The SharedMemory class library provides a set of C# classes that utilise memory mapped files for fast low-level inter-process communication (IPC). Originally only for sharing data between processes, but now also with a simple RPC implementation.

The library uses the .NET MemoryMappedFile class in .NET 4.0+, and implements its own wrapper class for .NET 3.5.

Classes

  • SharedMemory.SharedBuffer - an abstract base class that wraps a memory mapped file, exposing the read/write operations and implementing a small header to allow clients to open the shared buffer without knowing the size beforehand.
  • SharedMemory.BufferWithLocks - an abstract class that extends SharedMemory.SharedBuffer to provide simple read/write locking support through the use of EventWaitHandles.
  • SharedMemory.SharedArray - a simple generic array implementation utilising a shared memory buffer.
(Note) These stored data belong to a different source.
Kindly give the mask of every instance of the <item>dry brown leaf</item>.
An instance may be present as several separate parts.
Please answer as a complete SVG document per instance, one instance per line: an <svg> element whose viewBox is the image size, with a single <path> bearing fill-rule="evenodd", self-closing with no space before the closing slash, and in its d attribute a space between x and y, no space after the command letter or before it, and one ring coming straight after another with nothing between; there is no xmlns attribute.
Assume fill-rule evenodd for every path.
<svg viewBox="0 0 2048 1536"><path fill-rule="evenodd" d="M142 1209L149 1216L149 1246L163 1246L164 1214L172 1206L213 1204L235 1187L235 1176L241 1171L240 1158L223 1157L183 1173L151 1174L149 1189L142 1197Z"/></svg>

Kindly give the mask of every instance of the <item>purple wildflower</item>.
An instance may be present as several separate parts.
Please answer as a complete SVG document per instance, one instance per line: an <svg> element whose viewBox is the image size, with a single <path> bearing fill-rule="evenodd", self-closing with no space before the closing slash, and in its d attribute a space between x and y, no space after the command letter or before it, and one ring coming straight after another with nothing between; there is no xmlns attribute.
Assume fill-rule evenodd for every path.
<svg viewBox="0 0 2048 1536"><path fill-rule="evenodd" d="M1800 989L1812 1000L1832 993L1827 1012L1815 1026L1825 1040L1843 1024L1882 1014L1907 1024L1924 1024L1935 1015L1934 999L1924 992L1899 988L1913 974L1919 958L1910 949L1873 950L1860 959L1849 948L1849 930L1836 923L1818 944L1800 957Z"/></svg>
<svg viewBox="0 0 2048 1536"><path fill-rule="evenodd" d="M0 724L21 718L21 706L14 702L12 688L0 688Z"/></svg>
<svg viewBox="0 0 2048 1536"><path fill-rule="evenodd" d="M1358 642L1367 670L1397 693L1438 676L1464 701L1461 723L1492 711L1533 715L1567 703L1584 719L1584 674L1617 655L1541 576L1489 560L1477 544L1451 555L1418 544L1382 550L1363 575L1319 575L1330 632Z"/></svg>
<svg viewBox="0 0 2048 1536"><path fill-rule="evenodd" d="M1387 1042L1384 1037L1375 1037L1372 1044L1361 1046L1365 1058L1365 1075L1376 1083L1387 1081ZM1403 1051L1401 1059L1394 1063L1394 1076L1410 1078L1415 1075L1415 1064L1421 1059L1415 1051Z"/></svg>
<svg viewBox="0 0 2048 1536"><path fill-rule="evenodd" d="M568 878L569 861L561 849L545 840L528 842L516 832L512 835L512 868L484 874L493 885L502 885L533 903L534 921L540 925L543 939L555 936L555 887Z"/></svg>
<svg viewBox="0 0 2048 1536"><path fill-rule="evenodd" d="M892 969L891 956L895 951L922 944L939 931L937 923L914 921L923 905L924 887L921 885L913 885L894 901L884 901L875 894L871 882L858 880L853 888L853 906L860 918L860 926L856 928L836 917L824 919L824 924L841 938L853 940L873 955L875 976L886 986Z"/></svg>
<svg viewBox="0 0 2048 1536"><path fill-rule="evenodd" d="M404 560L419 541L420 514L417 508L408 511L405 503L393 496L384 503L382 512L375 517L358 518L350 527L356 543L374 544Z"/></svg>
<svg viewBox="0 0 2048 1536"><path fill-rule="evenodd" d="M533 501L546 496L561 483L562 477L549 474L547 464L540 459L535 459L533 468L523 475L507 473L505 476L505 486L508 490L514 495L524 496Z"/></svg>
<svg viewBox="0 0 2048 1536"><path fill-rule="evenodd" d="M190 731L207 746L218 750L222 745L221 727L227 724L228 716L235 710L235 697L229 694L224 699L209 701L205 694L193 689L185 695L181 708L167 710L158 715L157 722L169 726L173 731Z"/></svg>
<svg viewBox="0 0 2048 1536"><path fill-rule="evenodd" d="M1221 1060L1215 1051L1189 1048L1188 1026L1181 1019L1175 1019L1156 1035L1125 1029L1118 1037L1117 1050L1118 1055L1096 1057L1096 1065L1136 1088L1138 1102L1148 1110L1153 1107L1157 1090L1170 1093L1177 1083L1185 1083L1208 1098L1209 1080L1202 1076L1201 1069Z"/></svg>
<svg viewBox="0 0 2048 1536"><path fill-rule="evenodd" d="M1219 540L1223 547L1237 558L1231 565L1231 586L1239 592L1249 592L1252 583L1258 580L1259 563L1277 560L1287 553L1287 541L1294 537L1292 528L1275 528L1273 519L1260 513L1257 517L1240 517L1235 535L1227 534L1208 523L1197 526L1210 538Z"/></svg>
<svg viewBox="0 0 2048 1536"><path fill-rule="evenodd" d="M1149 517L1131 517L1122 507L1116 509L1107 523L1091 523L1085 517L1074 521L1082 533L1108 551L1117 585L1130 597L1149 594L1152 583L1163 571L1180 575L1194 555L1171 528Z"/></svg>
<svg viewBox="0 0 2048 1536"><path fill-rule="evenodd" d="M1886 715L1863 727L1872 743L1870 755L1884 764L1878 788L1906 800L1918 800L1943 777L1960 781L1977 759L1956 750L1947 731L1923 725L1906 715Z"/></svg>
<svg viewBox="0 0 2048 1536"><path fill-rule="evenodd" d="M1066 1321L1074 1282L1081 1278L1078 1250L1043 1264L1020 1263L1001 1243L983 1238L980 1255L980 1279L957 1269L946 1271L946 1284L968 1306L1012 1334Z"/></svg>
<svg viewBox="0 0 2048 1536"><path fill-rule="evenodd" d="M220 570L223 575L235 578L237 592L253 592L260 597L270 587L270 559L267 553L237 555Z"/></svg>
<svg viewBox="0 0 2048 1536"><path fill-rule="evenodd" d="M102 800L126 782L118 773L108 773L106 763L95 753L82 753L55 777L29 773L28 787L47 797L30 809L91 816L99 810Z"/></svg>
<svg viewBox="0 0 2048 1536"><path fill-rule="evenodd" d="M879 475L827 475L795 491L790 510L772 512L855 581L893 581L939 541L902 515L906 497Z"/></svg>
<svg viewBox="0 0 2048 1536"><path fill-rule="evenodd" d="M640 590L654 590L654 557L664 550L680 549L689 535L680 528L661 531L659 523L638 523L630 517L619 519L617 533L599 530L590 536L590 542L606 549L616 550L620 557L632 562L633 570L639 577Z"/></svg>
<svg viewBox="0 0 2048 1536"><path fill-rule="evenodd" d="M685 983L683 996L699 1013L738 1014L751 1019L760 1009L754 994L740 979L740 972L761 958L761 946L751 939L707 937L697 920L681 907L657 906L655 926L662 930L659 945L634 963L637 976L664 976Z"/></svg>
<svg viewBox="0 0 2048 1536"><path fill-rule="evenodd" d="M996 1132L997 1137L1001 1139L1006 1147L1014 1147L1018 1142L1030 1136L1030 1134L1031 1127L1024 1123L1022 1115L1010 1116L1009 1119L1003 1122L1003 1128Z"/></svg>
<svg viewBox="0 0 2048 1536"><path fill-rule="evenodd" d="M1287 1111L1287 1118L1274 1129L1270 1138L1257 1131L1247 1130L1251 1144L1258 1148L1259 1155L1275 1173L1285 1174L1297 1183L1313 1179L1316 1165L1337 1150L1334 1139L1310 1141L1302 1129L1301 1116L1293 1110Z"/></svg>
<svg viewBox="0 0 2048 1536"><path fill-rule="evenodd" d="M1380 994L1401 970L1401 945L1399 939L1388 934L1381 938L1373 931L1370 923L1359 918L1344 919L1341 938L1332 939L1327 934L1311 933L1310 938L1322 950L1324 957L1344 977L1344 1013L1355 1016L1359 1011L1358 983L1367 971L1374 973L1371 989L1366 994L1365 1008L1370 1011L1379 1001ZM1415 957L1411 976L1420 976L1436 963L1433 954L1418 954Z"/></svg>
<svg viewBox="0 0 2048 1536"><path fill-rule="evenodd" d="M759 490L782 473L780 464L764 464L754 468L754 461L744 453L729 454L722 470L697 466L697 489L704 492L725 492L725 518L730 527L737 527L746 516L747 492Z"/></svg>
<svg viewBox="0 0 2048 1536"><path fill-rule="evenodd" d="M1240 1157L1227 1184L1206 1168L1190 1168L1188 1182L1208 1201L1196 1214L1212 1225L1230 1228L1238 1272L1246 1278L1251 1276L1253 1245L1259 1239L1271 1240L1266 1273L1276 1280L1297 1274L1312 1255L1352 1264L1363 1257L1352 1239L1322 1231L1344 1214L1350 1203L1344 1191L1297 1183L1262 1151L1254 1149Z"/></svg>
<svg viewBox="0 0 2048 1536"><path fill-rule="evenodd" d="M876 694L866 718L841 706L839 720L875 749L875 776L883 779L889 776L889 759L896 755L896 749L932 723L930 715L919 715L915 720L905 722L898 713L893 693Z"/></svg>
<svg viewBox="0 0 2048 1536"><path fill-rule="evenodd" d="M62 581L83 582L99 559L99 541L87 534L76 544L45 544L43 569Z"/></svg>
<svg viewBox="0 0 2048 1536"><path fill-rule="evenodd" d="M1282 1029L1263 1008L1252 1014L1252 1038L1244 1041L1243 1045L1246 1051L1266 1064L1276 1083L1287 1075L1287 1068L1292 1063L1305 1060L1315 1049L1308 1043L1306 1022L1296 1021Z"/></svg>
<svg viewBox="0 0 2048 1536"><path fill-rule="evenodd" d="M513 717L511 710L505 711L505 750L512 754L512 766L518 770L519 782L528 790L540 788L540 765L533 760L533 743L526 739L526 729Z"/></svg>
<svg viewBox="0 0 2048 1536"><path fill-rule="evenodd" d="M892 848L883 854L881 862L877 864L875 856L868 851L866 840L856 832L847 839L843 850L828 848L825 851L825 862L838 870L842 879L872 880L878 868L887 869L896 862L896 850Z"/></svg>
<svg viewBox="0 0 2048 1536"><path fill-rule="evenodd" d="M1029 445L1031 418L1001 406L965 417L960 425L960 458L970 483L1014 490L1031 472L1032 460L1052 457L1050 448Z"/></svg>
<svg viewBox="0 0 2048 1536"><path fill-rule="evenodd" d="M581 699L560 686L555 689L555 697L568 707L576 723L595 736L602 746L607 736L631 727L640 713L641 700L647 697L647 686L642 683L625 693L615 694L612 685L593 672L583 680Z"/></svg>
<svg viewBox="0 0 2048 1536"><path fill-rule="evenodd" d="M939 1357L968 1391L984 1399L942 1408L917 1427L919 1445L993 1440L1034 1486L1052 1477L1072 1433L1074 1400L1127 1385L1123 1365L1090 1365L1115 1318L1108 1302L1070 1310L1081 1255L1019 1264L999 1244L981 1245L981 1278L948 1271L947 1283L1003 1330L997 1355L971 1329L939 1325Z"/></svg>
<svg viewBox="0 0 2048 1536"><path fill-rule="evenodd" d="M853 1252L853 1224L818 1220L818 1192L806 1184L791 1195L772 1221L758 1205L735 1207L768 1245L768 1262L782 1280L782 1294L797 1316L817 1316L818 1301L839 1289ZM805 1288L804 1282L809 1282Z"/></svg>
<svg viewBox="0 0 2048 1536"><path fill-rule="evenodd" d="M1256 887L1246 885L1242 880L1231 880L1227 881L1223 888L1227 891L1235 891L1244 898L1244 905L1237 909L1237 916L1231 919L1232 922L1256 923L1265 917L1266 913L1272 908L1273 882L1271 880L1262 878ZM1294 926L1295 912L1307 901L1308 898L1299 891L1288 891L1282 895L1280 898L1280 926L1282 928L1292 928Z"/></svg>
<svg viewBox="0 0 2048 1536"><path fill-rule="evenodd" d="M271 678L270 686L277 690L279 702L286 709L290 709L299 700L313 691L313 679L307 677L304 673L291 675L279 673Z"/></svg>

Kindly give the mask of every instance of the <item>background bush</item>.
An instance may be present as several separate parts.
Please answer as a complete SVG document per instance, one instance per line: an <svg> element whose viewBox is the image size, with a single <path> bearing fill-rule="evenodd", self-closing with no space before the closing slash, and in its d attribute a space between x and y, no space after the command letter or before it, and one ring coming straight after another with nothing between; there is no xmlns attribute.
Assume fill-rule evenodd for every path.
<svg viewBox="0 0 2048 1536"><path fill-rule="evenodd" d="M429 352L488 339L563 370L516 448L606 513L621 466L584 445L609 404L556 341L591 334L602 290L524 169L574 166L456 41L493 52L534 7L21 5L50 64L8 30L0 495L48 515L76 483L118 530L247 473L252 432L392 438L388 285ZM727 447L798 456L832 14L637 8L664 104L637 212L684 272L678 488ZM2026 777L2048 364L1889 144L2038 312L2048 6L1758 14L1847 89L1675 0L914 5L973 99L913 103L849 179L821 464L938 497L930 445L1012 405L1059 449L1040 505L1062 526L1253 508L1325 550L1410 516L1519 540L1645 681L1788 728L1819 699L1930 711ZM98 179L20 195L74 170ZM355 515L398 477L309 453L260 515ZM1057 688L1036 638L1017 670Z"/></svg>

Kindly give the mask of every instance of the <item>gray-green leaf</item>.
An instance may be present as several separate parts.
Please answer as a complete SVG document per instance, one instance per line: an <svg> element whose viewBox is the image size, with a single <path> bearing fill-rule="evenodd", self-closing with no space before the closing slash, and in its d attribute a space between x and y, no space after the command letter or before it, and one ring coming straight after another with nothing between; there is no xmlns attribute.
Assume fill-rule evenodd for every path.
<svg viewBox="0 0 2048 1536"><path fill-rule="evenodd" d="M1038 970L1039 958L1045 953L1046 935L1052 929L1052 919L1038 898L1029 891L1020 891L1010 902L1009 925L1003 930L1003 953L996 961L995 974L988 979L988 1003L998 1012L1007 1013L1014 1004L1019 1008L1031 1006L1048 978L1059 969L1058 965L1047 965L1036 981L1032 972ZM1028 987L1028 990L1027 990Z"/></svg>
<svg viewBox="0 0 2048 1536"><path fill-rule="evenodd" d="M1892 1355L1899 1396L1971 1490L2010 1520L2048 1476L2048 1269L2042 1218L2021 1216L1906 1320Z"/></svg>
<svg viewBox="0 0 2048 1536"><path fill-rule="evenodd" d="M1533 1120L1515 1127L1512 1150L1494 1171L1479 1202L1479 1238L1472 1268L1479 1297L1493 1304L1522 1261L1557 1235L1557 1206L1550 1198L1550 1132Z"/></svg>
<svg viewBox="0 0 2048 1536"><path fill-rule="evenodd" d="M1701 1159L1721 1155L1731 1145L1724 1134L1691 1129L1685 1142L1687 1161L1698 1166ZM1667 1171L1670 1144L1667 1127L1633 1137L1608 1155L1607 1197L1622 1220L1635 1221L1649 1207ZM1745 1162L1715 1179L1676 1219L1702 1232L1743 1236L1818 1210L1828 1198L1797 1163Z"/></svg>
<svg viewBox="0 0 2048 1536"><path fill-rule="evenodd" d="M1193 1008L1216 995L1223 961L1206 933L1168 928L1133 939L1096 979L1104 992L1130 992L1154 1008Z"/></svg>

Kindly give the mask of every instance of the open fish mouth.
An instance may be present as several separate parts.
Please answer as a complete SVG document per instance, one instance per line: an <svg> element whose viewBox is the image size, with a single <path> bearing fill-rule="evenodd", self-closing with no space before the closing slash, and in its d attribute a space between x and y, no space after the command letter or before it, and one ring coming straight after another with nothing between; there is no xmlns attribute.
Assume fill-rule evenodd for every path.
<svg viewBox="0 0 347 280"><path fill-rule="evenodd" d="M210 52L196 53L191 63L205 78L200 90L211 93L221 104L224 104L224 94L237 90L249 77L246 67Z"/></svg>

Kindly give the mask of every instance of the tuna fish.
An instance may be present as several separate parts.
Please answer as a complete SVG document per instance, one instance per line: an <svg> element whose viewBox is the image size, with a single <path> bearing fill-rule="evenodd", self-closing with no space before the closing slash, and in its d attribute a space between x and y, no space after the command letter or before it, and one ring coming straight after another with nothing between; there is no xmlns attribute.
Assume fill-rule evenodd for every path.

Inherits from SharedMemory.BufferWithLocks to provide support for thread synchronisation.
  • SharedMemory.BufferReadWrite - provides read/write access to a shared memory buffer, with various overloads to support reading and writing structures, copying to and from IntPtr and so on. Inherits from SharedMemory.BufferWithLocks to provide support for thread synchronisation.
  • SharedMemory.CircularBuffer - lock-free FIFO circular buffer implementation (aka ring buffer). Supporting 2 or more nodes, this implementation supports multiple readers and writers. The lock-free approach is implemented using Interlocked.Exchange and EventWaitHandles.
  • SharedMemory.RpcBuffer - simple bi-directional RPC channel using SharedMemory.CircularBuffer. Supports a master+slave pair per channel. Only available in .NET 4.5+ / .NET Standard 2.0

Example Usage

The output from the of the following examples is:

SharedMemory.SharedArray:
123
456
SharedMemory.CircularBuffer:
123
456
SharedMemory.BufferReadWrite:
123
456
SharedMemory.RpcBuffer:
133

SharedMemory.SharedArray

Console.WriteLine("SharedMemory.SharedArray:");
using (var producer = new SharedMemory.SharedArray<int>("MySharedArray", 10))
using (var consumer = new SharedMemory.SharedArray<int>("MySharedArray"))
{
    producer[0] = 123;
    producer[producer.Length - 1] = 456;
    
    Console.WriteLine(consumer[0]);
    Console.WriteLine(consumer[consumer.Length - 1]);
}

SharedMemory.CircularBuffer

Console.WriteLine("SharedMemory.CircularBuffer:");
using (var producer = new SharedMemory.CircularBuffer(name: "MySharedMemory", nodeCount: 3, nodeBufferSize: 4))
using (var consumer = new SharedMemory.CircularBuffer(name: "MySharedMemory"))
{
    // nodeCount must be one larger than the number
    // of writes that must fit in the buffer at any one time
    producer.Write<int>(new int[] { 123 });
    producer.Write<int>(new int[] { 456 });
   
    int[] data = new int[1];
    consumer.Read<int>(data);
    Console.WriteLine(data[0]);
    consumer.Read<int>(data);
    Console.WriteLine(data[0]);
}

SharedMemory.BufferReadWrite

Console.WriteLine("SharedMemory.BufferReadWrite:");
using (var producer = new SharedMemory.BufferReadWrite(name: "MySharedBuffer", bufferSize: 1024))
using (var consumer = new SharedMemory.BufferReadWrite(name: "MySharedBuffer"))
{
    int data = 123;
    producer.Write<int>(ref data);
    data = 456;
    producer.Write<int>(ref data, 1000);
    
    int readData;
    consumer.Read<int>(out readData);
    Console.WriteLine(readData);
    consumer.Read<int>(out readData, 1000);
    Console.WriteLine(readData);
}

SharedMemory.RpcBuffer

Console.WriteLine("SharedMemory.RpcBuffer:");
// Ensure a unique channel name
var rpcName = "RpcTest" + Guid.NewGuid().ToString();
var rpcMaster = new RpcBuffer(rpcName);
var rpcSlave = new RpcBuffer(rpcName, (msgId, payload) =>
{
    // Add the two bytes together
    return BitConverter.GetBytes((payload[0] + payload[1]));
});

// Call the remote handler to add 123 and 10
var result = rpcMaster.RemoteRequest(new byte[] { 123, 10 });
Console.WriteLine(result); // outputs 133

Performance

RPC Buffer

When an RpcBuffer is created, a buffer capacity can be specified along with the number of nodes to be created in the underlying CircularBuffer instances. A message is sent within one or more packets, where a single packet is made up of a packet header (64-bytes for RpcProtocol.V1) and the message payload. Ideally there should be enough room allocated within the underlying buffer to hold at least one message preferably a few (i.e. bufferCapacity * numberOfNodes > maxMessageSize).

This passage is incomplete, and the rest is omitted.